On Sun, Aug 01, 2010 at 12:56:23PM +0100, Jeremy Henty wrote:
If you point dillo at http://www.reddit.com/ you will see many javascript fragments. These come from div elements with an onclick="$(this).vote('<$>votehash</$>', null, event)" attribute. Dillo thinks that the '>' looks suspiciously like an end tag character. It looks ahead, sees the '<' character and decides that its suspicions are correct, so it terminates the tag at the '>', warns of a missing attribute close quote and renders the rest as HTML.
This algorithm may have been effective in the early days of the web but I think it clearly does not work well today.

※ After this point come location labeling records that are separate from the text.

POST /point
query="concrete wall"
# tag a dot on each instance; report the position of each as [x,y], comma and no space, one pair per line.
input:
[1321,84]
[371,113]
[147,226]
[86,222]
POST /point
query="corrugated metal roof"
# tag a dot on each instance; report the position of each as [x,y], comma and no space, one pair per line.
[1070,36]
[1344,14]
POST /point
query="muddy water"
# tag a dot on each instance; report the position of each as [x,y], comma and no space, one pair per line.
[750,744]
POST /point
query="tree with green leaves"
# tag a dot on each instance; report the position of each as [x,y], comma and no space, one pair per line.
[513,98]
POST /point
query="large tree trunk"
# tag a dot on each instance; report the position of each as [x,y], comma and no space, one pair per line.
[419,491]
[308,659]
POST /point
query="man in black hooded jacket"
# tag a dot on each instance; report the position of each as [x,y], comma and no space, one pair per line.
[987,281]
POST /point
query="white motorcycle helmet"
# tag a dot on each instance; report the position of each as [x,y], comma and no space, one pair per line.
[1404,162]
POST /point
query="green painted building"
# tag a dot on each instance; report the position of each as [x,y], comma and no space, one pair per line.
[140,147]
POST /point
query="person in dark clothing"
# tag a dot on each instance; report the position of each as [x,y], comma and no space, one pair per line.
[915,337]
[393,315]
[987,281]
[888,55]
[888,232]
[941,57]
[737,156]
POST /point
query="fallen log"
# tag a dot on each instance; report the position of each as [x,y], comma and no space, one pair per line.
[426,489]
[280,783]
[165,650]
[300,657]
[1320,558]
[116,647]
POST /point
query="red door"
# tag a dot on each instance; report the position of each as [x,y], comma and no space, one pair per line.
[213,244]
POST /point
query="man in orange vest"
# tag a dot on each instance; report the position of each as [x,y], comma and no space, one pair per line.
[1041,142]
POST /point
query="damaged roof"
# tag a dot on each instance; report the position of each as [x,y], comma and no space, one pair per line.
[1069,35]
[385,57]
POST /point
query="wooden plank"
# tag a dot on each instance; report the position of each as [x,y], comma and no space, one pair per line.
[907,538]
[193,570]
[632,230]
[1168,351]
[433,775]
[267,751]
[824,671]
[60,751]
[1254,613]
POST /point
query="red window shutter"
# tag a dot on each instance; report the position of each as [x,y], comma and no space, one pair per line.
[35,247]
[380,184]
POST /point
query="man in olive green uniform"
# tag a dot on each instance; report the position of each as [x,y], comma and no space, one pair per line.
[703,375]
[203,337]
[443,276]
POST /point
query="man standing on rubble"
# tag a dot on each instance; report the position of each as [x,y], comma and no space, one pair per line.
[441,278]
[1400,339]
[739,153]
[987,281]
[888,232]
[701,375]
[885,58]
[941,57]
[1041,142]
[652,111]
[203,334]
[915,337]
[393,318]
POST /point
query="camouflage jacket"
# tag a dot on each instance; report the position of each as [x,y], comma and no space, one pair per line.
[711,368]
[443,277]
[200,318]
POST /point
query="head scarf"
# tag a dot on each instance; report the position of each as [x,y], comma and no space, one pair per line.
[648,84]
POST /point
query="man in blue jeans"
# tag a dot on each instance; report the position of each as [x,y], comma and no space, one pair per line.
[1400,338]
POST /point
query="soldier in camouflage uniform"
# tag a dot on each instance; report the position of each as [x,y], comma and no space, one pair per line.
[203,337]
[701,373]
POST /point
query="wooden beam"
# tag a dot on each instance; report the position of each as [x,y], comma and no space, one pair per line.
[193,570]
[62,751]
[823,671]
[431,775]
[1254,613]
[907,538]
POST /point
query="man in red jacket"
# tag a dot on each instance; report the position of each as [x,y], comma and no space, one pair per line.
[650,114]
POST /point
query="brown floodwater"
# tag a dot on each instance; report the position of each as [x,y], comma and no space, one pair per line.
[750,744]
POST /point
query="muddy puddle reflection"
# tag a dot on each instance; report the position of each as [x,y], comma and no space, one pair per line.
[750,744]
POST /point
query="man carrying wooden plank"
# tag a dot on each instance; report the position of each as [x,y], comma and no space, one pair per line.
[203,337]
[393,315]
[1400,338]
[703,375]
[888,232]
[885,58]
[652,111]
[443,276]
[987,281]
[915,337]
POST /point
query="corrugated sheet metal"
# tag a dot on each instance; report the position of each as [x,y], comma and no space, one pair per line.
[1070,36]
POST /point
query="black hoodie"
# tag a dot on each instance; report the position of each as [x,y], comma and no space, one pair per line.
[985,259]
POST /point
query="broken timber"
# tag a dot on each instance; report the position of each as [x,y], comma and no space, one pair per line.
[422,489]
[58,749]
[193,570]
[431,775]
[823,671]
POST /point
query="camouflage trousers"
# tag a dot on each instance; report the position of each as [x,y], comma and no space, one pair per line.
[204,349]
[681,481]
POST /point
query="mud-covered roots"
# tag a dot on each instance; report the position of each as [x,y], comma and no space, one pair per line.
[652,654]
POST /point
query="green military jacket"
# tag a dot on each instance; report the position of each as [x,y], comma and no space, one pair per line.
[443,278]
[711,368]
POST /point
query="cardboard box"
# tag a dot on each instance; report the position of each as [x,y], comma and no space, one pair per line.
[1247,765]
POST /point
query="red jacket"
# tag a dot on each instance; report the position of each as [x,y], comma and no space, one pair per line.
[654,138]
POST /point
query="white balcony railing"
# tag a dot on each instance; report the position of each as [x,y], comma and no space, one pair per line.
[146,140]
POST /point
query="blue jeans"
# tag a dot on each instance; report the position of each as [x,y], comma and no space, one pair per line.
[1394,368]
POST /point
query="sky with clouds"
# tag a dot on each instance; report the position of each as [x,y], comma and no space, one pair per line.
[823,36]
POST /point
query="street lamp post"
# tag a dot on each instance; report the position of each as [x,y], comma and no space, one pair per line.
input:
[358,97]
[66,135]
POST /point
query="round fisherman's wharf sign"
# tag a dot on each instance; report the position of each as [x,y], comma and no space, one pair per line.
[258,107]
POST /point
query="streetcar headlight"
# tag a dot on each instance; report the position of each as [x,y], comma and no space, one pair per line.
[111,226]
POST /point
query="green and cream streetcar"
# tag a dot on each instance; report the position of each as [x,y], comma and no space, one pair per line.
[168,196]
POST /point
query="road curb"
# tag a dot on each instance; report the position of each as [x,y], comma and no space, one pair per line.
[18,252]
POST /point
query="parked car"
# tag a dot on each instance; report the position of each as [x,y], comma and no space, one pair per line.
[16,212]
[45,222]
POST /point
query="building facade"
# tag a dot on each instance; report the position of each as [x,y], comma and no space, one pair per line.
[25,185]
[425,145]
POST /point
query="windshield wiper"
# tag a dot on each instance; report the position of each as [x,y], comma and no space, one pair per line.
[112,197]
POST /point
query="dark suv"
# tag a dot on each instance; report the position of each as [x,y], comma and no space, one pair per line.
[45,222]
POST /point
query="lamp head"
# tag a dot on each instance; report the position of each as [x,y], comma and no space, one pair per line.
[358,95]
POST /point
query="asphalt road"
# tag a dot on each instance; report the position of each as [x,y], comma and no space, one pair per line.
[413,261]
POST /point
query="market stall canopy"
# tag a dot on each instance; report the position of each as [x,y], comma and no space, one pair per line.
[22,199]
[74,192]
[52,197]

I can't think of a better way of doing the job so I suggest removing it and instead just finding the matching close quote in all cases. Patch attached.
Effectively, this is a problem. Unfortunately the final-quote approach creates more trouble than it seems. See doc/HtmlParser.txt for an explanation. A simple heuristic that can tackle both cases equally well, would certainly be appreciated. For instance, if there's a missing quote (according to current heuristics), and there's an unmatched '(' in the atribute value, we may try to look for a matching ')' in the vicinity, and if found, look for the closing quote afterwards. If found, we can change the first decision. This approach has low testing cost (O(n) in case of missing quote), and may help discriminate both cases: real missing quote and scripting language. -- Cheers Jorge.-